Algorithms Notes.md

1. in case of multiple for loop.......if internal condition doesnot depend on order of i or j (i, j = indexs)...then we can use internal index j =i+1 or i (instead of j = 0) to avoid duplicate checking. For Eg - nums[i] + nums[j] we can avoid duplicate checking but nums[i] / nums[j] we can not avoid duplicate checking.
2. if you are getting digits one by one then instead of char array / StringBuilder, make it as a single integer by using concept = a * 10 + b (https://leetcode.com/problems/reverse-integer/)
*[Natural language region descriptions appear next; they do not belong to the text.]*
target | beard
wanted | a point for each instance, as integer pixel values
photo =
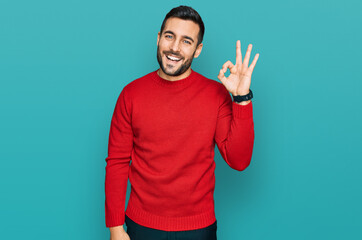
(178, 71)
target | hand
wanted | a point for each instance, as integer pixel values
(238, 82)
(118, 233)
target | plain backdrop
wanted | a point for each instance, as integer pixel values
(64, 63)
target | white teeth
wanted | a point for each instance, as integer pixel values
(173, 58)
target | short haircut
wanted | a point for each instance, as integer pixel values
(186, 13)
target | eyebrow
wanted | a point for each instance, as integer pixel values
(184, 36)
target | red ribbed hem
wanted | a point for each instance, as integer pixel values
(115, 219)
(243, 111)
(170, 223)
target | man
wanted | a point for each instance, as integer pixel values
(167, 122)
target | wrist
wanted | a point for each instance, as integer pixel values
(244, 102)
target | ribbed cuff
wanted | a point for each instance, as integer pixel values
(243, 111)
(114, 219)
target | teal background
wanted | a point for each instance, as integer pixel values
(63, 64)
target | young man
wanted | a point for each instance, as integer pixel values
(167, 122)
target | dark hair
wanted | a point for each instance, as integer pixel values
(186, 13)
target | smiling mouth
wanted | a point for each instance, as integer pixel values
(174, 59)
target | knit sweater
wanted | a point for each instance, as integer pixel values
(169, 130)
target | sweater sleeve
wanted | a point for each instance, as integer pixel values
(235, 132)
(120, 147)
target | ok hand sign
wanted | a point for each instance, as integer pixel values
(238, 82)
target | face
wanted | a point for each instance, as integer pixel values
(177, 47)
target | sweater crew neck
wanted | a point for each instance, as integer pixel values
(177, 83)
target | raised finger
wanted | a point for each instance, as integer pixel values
(252, 65)
(247, 55)
(238, 53)
(227, 65)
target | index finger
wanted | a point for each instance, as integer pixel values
(238, 53)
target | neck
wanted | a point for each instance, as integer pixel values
(163, 75)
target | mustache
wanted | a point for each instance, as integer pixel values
(173, 53)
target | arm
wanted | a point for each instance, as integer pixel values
(120, 146)
(235, 127)
(235, 133)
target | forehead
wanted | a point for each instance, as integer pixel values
(182, 27)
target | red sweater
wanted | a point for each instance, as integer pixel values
(169, 130)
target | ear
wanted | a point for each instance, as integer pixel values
(158, 38)
(198, 50)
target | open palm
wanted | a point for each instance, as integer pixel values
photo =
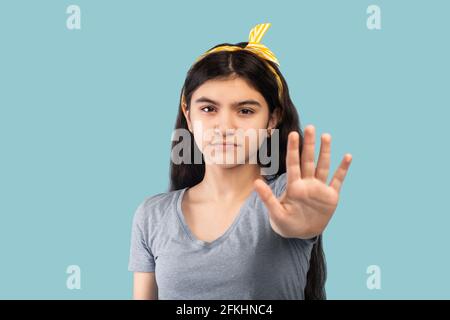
(308, 202)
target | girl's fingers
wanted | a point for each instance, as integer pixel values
(293, 158)
(339, 175)
(268, 198)
(307, 162)
(323, 164)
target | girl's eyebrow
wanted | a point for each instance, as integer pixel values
(239, 103)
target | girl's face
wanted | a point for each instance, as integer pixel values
(229, 120)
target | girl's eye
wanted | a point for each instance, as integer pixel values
(208, 109)
(246, 111)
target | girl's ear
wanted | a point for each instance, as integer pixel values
(186, 115)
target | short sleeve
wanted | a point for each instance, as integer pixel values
(141, 258)
(279, 187)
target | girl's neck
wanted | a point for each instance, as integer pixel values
(228, 184)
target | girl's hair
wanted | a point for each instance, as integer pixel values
(250, 67)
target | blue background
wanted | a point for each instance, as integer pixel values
(86, 118)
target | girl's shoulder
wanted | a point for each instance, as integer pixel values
(153, 208)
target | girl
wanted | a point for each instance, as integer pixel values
(227, 229)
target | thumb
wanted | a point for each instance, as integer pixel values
(268, 198)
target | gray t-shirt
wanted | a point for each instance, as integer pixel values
(248, 261)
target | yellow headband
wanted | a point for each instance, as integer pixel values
(255, 47)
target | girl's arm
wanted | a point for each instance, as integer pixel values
(144, 286)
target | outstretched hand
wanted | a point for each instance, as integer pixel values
(308, 202)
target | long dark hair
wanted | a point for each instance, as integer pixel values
(226, 64)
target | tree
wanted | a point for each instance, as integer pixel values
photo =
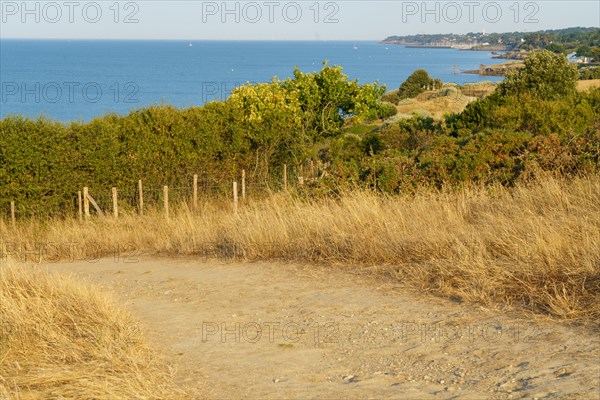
(556, 48)
(546, 75)
(415, 84)
(584, 51)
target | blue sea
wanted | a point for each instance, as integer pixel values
(68, 80)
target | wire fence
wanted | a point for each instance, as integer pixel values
(129, 199)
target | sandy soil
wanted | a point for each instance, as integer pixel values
(271, 330)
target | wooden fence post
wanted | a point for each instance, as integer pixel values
(235, 197)
(195, 192)
(166, 198)
(243, 184)
(79, 206)
(13, 218)
(141, 194)
(115, 204)
(86, 203)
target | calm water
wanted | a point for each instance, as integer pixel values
(72, 80)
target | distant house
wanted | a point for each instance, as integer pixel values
(578, 60)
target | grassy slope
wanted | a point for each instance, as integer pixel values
(62, 338)
(534, 247)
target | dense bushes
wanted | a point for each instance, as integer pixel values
(43, 163)
(535, 120)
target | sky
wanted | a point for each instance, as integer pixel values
(283, 20)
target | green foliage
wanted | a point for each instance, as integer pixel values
(387, 110)
(258, 128)
(589, 73)
(416, 84)
(327, 95)
(556, 48)
(584, 51)
(545, 76)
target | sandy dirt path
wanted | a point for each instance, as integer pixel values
(279, 331)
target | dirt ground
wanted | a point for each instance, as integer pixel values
(280, 331)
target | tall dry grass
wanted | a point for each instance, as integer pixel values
(63, 339)
(535, 247)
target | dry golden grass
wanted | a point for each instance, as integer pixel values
(584, 86)
(534, 247)
(63, 339)
(437, 107)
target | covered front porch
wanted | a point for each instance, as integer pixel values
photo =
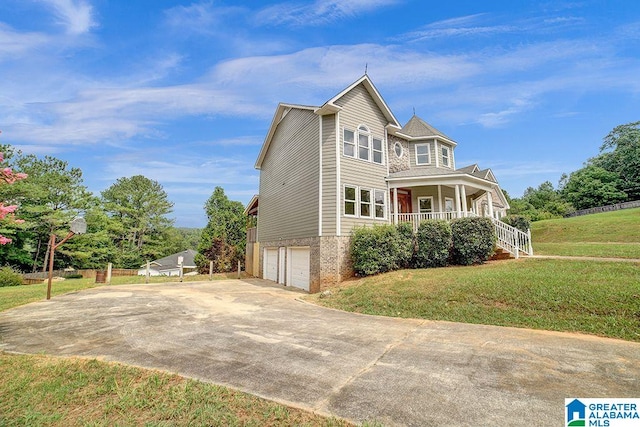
(414, 200)
(415, 204)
3. Always avoid ' + ' operation in String specially in loop , instead use StringBuilder or char[] as it has less TC. Better to use String Builder because of its simplicity.
4. append() method of StringBuilder takes TC = O(1) while toString() method of StringBuilder takes TC = O(n), SC = O(n).
5. To get each digit in integer, divide by 10 in loop and do % to get the digit.
6. n = logx + 1 where n is number of digits in x. So, O(n) = O(logx) = O(1) , we can say O(1) because we know n max = 32, Hence constant.
7. when ever a problem is using parantheses, think of using stack.
8. In Promblems of linked list current is used to access every node and head is remain fixed for starting node only.